Zum Hauptinhalt springen
AccountEX
Alle Ratgeber
11 Min. Lesezeit·Zuletzt aktualisiert: 2026-04-15·Freelancer · KMU · Startups · Treuhänder

Leitfaden zur Rechnungsstellung in der Schweiz: gesetzliche Anforderungen und Best Practices

Pflichtangaben, MWST, QR-Code, Nummerierung und Aufbewahrung: Alles, was Sie brauchen, um gesetzeskonforme Rechnungen zu erstellen und Streitigkeiten, Zahlungsverweigerungen und Steuersanktionen zu vermeiden.

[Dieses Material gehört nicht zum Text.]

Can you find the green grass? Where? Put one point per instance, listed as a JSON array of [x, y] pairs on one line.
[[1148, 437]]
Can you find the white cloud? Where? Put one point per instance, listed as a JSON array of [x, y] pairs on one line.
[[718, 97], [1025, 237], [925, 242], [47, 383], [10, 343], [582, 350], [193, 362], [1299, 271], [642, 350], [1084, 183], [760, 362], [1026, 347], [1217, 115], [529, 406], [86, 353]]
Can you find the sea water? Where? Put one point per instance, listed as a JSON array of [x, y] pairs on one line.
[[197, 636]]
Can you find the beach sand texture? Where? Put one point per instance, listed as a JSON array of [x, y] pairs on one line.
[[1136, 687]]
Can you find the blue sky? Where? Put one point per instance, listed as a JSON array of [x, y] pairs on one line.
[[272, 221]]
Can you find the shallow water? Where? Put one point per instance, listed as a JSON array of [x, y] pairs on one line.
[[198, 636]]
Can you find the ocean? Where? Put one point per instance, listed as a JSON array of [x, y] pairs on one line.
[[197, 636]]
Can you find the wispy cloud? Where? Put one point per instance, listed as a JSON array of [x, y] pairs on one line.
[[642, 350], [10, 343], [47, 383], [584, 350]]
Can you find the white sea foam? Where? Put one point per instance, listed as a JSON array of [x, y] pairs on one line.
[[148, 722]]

Warum korrekte Rechnungsstellung wesentlich ist

Die Rechnung ist das wichtigste Geschäftsdokument für jedes Schweizer Unternehmen: Sie bestätigt eine Leistung, begründet eine Forderung, bildet die Grundlage für die MWST-Abrechnung und stellt einen obligatorischen Buchungsbeleg dar. Eine nicht konforme Rechnung kann vom Kunden abgelehnt, von der ESTV bei einer MWST-Prüfung beanstandet oder bei Betreibungsverfahren problematisch werden.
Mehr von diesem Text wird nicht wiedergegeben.